Ramazan ayında en sık rastlanan problem mide hastalıkları. “Ramazanı sağlıklı geçirmek istiyorsanız muhakkak sahura kalkın” uyarısında bulunan İstanbul Esenyurt Üniversitesi Sağlık Hizmetleri Meslek Yüksek Okulu Müdürü Genel Cerrahi Uzmanı Yrd. Doç. Dr. Mehmet Emin Güneş, “Ramazan toplumumuz için son derece önemli. Çünkü hem beden hem de ruh temizliğinin ön planda olduğu bir ay. Tabii Ramazan ayıyla beraber beslenme alışkanlıklarımız da değişiyor. Genelde üç olan öğün sayısı ikiye düşebiliyor. Hatta en büyük yanlışlardan biri de genelde çalışan insanlarda öğün sayısının teke düşmesi olarak görülüyor. İftardan bir sonraki iftara kadar uzun süren açlık meydana geliyor. Buna bağlı olarak da tabii ki beslenme alışkanlıklarımız değişiyor. Ramazanda beslenmeye çok dikkat etmek gerekir. Çünkü uzun süren açlık ve susuzluk hem sindirim sistemi hastalıklarına davetiye çıkarıyor hem de mide hastalığı olanların ve kabızlık problemi yaşayanların şikayetlerini daha da artırıyor” dedi.

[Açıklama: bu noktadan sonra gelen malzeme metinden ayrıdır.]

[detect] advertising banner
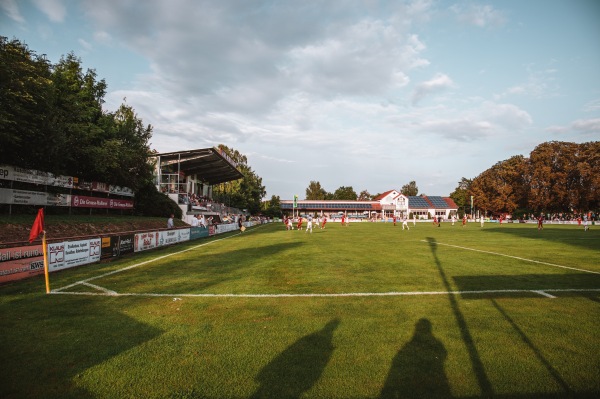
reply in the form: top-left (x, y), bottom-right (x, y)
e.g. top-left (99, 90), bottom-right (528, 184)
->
top-left (48, 238), bottom-right (102, 272)
top-left (133, 231), bottom-right (158, 252)
top-left (0, 165), bottom-right (73, 188)
top-left (177, 227), bottom-right (190, 242)
top-left (108, 184), bottom-right (135, 197)
top-left (100, 236), bottom-right (119, 259)
top-left (92, 181), bottom-right (108, 193)
top-left (0, 245), bottom-right (44, 283)
top-left (0, 188), bottom-right (71, 206)
top-left (119, 234), bottom-right (135, 255)
top-left (190, 227), bottom-right (208, 240)
top-left (71, 195), bottom-right (133, 209)
top-left (158, 230), bottom-right (179, 247)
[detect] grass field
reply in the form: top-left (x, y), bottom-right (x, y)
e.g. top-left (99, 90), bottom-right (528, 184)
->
top-left (0, 223), bottom-right (600, 398)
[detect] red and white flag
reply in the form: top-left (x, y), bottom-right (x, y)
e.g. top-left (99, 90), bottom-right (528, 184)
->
top-left (29, 208), bottom-right (44, 243)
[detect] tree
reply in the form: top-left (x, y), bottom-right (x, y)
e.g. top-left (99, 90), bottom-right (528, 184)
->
top-left (264, 195), bottom-right (281, 217)
top-left (0, 36), bottom-right (54, 170)
top-left (450, 177), bottom-right (473, 209)
top-left (400, 180), bottom-right (419, 197)
top-left (469, 155), bottom-right (527, 213)
top-left (99, 104), bottom-right (153, 190)
top-left (529, 141), bottom-right (600, 212)
top-left (306, 180), bottom-right (327, 200)
top-left (332, 186), bottom-right (358, 201)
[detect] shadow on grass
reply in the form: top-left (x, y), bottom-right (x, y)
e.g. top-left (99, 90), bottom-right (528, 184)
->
top-left (454, 273), bottom-right (600, 299)
top-left (427, 237), bottom-right (494, 397)
top-left (0, 295), bottom-right (162, 399)
top-left (492, 299), bottom-right (573, 397)
top-left (380, 319), bottom-right (452, 399)
top-left (252, 319), bottom-right (340, 399)
top-left (481, 224), bottom-right (600, 251)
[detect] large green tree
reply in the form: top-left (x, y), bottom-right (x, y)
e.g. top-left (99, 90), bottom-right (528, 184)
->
top-left (0, 37), bottom-right (152, 190)
top-left (529, 141), bottom-right (600, 212)
top-left (469, 155), bottom-right (527, 213)
top-left (0, 36), bottom-right (54, 170)
top-left (400, 180), bottom-right (419, 197)
top-left (450, 177), bottom-right (473, 214)
top-left (263, 195), bottom-right (281, 217)
top-left (306, 180), bottom-right (327, 200)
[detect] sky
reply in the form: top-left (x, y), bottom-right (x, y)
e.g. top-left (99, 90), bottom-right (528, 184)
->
top-left (0, 0), bottom-right (600, 199)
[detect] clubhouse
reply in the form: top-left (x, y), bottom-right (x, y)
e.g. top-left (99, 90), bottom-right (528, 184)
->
top-left (281, 190), bottom-right (458, 219)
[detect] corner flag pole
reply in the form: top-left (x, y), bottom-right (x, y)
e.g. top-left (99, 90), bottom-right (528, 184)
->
top-left (42, 230), bottom-right (50, 294)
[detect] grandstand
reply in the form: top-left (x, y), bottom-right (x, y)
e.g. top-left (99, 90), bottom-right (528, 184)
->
top-left (150, 147), bottom-right (244, 223)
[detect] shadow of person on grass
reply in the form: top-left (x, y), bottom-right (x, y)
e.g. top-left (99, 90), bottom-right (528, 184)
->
top-left (252, 319), bottom-right (340, 399)
top-left (380, 319), bottom-right (452, 399)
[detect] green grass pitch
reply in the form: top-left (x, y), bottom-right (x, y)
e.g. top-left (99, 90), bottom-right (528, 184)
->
top-left (0, 222), bottom-right (600, 398)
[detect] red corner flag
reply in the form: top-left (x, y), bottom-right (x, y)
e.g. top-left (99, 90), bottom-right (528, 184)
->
top-left (29, 208), bottom-right (44, 243)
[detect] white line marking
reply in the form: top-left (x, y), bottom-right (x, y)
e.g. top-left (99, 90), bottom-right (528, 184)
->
top-left (532, 291), bottom-right (556, 298)
top-left (52, 229), bottom-right (254, 292)
top-left (50, 288), bottom-right (600, 298)
top-left (421, 240), bottom-right (600, 274)
top-left (81, 283), bottom-right (117, 295)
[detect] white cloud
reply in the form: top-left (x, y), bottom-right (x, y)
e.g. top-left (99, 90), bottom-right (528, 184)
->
top-left (546, 118), bottom-right (600, 139)
top-left (583, 99), bottom-right (600, 112)
top-left (494, 65), bottom-right (559, 100)
top-left (450, 4), bottom-right (506, 28)
top-left (412, 73), bottom-right (455, 105)
top-left (0, 0), bottom-right (25, 24)
top-left (77, 39), bottom-right (93, 52)
top-left (32, 0), bottom-right (67, 22)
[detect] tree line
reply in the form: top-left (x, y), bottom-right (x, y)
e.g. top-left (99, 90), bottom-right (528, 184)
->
top-left (0, 36), bottom-right (264, 216)
top-left (450, 141), bottom-right (600, 217)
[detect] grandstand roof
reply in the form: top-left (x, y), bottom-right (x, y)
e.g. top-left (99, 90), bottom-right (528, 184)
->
top-left (151, 147), bottom-right (244, 185)
top-left (373, 190), bottom-right (396, 201)
top-left (408, 195), bottom-right (431, 209)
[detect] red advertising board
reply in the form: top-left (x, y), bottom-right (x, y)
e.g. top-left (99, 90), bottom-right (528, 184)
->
top-left (0, 244), bottom-right (44, 283)
top-left (71, 195), bottom-right (133, 209)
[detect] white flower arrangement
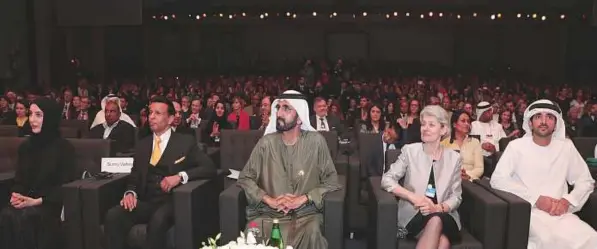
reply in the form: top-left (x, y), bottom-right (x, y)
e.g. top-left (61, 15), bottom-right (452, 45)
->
top-left (200, 232), bottom-right (293, 249)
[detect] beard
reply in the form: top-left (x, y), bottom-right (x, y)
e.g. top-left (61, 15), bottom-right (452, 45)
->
top-left (276, 117), bottom-right (298, 132)
top-left (533, 126), bottom-right (555, 138)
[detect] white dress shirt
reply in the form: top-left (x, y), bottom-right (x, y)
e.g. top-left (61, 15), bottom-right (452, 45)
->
top-left (315, 115), bottom-right (330, 131)
top-left (471, 120), bottom-right (506, 156)
top-left (124, 129), bottom-right (189, 199)
top-left (103, 120), bottom-right (120, 139)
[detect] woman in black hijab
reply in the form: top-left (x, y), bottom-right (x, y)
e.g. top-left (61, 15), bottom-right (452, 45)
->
top-left (204, 100), bottom-right (232, 145)
top-left (0, 98), bottom-right (76, 249)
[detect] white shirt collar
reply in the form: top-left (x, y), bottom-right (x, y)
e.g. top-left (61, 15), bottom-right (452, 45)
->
top-left (151, 128), bottom-right (172, 154)
top-left (103, 120), bottom-right (120, 129)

İftarda tüketilmesi gereken besinlere de değinen Yrd. Doç. Dr. Mehmet Emin Güneş, “İftarda muhakkak bir çorba ile başlamak, arkasından hafif bir kahvaltı ve sonrasında sebze yemeği yemek gerekir. Ağır ve yağlı gıdalardan, şerbetli tatlılardan kesinlikle kaçınmak gerekir” ifadelerini kullandı.

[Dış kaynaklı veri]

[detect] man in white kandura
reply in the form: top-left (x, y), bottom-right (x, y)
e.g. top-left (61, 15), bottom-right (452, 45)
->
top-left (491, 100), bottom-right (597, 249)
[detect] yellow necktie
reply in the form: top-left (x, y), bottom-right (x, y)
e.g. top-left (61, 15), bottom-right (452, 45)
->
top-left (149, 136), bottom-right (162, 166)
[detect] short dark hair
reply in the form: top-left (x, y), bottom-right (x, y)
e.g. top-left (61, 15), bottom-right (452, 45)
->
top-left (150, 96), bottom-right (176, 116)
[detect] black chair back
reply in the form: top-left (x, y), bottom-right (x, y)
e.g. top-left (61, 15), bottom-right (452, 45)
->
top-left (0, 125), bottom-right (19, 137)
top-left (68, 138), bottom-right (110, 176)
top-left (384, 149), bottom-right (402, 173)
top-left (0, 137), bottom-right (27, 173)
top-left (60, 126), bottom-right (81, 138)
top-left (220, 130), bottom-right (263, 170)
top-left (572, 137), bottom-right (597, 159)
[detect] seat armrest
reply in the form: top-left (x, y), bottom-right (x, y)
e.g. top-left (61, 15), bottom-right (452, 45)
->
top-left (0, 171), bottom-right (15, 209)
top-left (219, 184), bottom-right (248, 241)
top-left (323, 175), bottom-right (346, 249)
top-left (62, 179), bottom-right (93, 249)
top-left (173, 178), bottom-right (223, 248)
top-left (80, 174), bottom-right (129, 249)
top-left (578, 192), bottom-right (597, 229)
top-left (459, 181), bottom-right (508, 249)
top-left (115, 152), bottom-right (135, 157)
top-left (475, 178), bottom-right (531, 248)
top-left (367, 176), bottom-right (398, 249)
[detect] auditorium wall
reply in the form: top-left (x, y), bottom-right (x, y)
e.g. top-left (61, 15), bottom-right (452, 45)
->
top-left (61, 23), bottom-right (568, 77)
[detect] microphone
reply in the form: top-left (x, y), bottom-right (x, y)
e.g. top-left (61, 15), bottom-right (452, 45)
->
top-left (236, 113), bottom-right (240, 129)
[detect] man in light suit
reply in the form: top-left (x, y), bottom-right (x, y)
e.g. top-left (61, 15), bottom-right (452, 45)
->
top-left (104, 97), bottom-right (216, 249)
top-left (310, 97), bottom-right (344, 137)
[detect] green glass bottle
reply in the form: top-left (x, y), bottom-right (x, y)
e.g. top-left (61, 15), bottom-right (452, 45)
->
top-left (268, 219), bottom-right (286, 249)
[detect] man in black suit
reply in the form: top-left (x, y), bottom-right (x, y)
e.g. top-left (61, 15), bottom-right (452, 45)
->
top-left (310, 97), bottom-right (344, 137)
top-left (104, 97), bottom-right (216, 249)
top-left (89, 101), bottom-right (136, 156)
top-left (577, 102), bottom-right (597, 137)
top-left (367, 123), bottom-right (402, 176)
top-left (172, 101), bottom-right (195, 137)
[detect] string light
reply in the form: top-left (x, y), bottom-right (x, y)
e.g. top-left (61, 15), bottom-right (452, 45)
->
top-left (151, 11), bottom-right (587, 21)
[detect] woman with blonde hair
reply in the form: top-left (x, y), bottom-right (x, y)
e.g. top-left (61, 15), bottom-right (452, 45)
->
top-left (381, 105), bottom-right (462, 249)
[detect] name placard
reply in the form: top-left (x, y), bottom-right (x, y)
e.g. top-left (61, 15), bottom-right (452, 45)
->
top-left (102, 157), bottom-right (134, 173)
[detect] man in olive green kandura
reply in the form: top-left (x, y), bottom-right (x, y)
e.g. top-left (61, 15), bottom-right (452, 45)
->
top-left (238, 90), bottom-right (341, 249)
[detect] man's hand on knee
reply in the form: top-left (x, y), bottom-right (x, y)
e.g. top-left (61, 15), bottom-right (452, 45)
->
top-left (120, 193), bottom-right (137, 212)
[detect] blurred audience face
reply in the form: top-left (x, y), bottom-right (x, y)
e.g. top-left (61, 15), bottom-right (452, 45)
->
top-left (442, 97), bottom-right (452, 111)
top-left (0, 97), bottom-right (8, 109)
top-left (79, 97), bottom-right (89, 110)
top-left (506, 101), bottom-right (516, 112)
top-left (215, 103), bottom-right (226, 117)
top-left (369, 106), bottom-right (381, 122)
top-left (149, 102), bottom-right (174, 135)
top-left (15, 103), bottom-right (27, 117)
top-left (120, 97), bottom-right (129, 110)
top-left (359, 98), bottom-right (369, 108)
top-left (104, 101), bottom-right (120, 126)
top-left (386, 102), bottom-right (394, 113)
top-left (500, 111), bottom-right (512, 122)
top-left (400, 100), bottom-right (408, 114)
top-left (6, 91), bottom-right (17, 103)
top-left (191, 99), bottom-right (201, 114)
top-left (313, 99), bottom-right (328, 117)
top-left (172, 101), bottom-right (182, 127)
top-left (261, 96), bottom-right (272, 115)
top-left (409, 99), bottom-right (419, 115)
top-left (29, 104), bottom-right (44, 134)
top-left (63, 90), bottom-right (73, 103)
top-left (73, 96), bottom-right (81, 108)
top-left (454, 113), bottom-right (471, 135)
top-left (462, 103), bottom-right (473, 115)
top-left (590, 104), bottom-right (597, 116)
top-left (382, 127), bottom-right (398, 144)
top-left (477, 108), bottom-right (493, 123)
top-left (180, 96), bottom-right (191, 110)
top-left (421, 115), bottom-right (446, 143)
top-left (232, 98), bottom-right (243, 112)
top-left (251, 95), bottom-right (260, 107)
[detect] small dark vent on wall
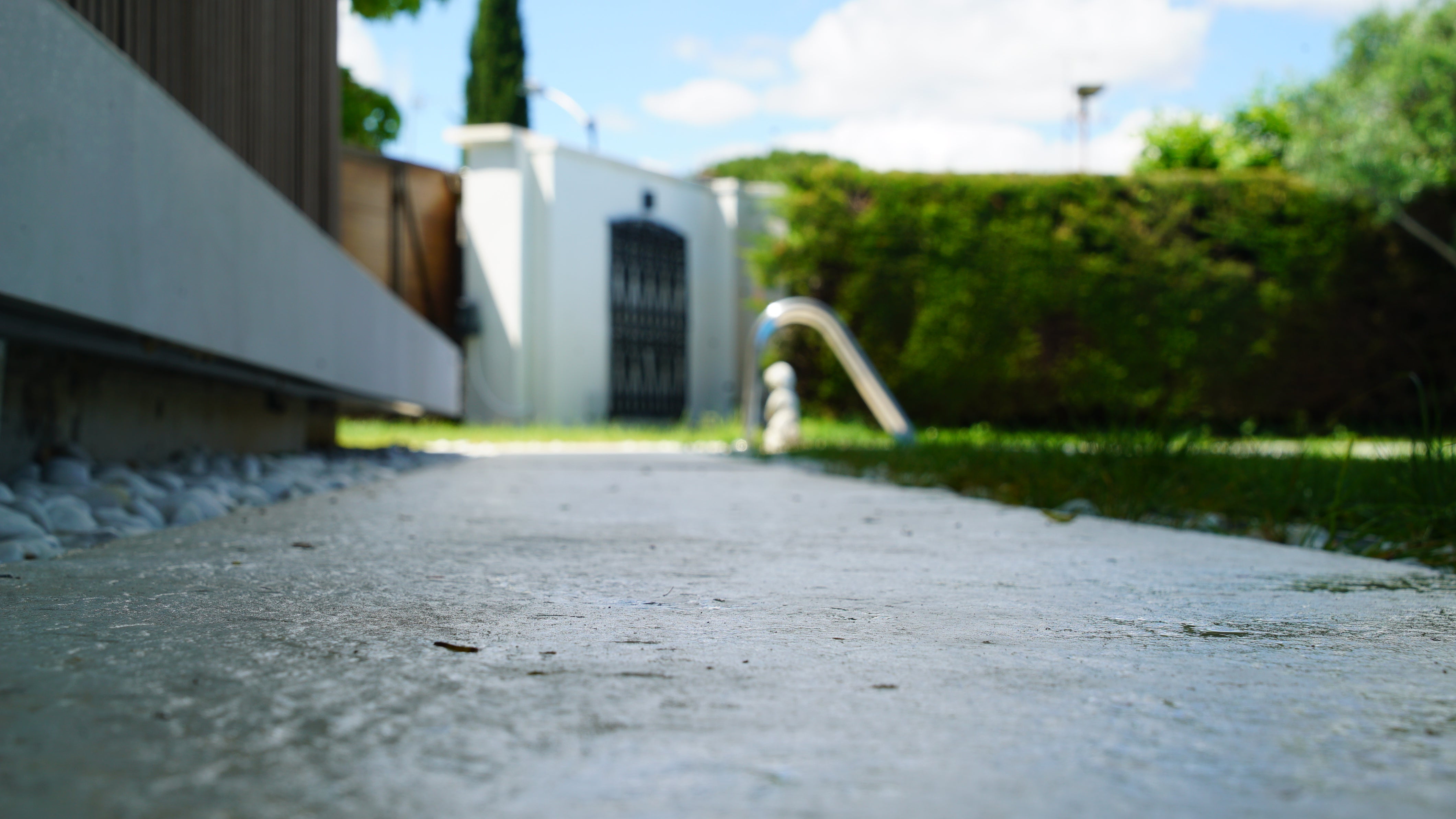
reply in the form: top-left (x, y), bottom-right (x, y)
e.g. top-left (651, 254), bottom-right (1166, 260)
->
top-left (64, 0), bottom-right (339, 236)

En sık duyduğu şikayetlerden birinin “Ramazan ayında kilo kaybetmem gerekirken daha çok kilo alıyorum” şeklinde olduğunu dile getiren Yrd. Doç. Dr. Güneş, bunun sebebinin Ramazan ayında bolca tüketilen pide olduğunu belirtti. “Pide tüketimine özellikle dikkat edilmesi gerekiyor” diyen Yrd. Doç. Dr. Güneş, “Bizim Ramazan sofralarımız geleneksel olarak bol ve çeşitli sofralar olduğu için özellikle uzun süreli açlıkta, hızlı yemek yemek ve hızlı tüketilen gıdalar kan şekerinin birden yükselip daha sonra aniden düşmesine sebep oluyor. Bu da gerçekten bir takım metabolik hastalıkların ön plana çıkmasına yol açıyor. Bu nedenlerle özellikle glisemik indeksi yüksek olan pirinçten kaçılmasını onun yerine bulgurun tercih edilmesini, yine glisemik indeksi yüksek olan beyaz ekmekten kaçınılması ve onun yerine kepekli - tahıllı ekmeklerin tercih edilmesini öneriyoruz” diye konuştu.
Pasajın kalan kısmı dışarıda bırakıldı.